Hassan rend le téléphone au Turc qui lui sourit, un brin moqueur. En retour, il lui donne ce qui pourrait ressembler à un petit carré de caoutchouc noir, plat, d’un peu moins de deux centimètres de côté.
« C’est quoi ça ? Qu’est-ce que je suis censé en faire ?
— C’est une mini-balise GPS, répond Vedat. Ça nous permet de savoir où tu es dans un grand rayon. Tu n’as qu’à le mettre dans ton portefeuille, au fond, dans un angle.
— Ça reste risqué, proteste Hassan. Je ne dispose pas de toute leur confiance. Je suis nouveau, je te rappelle ! À peine deux ans que je suis avec eux…
— Eh ben alors tu te places sous ta semelle ! Au centre du pied, vers l’intérieur, là où il y a le moins de pression quand tu marches. Ils ne vont quand même pas venir te renifler les pieds, si ? »

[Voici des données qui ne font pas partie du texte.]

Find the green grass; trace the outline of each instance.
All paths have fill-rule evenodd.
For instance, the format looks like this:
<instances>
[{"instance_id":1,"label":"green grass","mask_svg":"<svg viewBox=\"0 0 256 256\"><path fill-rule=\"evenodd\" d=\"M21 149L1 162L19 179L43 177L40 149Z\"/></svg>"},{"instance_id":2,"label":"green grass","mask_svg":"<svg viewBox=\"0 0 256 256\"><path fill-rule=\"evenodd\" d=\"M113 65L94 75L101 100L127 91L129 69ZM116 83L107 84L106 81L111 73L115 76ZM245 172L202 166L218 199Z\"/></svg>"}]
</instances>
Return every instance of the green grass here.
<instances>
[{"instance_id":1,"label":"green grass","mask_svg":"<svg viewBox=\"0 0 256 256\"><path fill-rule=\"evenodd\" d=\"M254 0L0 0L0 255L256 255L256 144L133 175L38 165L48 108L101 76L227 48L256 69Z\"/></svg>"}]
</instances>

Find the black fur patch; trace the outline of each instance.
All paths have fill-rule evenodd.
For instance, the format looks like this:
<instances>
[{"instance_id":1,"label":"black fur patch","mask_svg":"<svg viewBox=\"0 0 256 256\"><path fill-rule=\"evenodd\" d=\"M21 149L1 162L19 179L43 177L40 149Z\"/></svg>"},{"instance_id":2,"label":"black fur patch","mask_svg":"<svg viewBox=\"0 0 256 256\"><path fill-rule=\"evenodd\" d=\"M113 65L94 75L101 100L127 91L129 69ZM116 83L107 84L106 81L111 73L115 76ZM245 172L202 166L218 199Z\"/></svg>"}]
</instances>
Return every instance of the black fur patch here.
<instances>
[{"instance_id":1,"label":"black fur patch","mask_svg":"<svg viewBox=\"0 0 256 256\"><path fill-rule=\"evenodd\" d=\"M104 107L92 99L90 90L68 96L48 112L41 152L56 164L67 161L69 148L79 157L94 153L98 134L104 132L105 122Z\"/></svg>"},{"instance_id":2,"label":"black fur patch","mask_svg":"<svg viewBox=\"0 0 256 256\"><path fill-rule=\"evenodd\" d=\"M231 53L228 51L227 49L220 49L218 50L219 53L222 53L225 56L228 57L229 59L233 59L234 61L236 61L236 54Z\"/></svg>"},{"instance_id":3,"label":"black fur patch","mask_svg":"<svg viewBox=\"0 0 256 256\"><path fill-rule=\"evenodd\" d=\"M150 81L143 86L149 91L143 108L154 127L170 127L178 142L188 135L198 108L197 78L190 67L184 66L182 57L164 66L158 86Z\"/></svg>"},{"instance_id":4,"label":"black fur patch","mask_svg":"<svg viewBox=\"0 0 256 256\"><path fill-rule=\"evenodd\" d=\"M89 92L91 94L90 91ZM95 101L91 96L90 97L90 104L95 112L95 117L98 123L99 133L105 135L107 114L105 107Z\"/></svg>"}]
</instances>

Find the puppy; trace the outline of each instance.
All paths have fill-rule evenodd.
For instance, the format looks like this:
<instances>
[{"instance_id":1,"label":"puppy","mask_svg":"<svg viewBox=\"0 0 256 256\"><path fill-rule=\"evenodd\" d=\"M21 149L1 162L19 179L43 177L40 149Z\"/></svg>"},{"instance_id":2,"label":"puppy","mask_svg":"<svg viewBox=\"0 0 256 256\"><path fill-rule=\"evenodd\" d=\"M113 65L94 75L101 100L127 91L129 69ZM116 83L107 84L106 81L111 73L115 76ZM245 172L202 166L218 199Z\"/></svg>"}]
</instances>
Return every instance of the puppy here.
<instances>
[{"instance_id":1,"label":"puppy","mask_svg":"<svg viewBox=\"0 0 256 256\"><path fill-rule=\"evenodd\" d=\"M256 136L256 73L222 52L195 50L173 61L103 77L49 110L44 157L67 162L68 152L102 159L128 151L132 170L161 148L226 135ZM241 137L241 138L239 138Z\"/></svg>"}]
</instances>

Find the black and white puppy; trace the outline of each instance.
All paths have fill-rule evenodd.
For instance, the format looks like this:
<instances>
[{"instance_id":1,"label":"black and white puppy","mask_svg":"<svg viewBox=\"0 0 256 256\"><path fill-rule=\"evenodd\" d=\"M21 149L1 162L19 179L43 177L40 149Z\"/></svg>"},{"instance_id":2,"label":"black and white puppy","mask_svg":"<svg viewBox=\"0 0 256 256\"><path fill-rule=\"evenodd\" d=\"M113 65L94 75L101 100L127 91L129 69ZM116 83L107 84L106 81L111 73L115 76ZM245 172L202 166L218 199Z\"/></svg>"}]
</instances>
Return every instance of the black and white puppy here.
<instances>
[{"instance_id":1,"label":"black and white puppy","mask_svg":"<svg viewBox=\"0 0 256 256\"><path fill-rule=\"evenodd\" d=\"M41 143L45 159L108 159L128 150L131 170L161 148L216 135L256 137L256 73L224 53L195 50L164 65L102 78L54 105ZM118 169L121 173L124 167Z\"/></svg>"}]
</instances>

Lu voix du flic est sèche, autoritaire. Il tient à remettre l’indic à sa place. Ce dernier soupire, baisse les yeux et abdique :
« Ok… Je ferai comme ça. Dis à Barthélémy que c’est bon.
— Il t’entend ! lui rappelle le stagiaire avec un sourire en coin. Tu te souviens ? Tu as collé un micro ici ! »
Sur ce, il sort de l’appartement, en plaignant sincèrement Hassan. Sa place, il n’en voudrait pour rien au monde. C’est comme de faire du trampoline avec un flacon de nitroglycérine liquide entre les mains. Une position instable où chaque seconde est un combat pour rester en vie.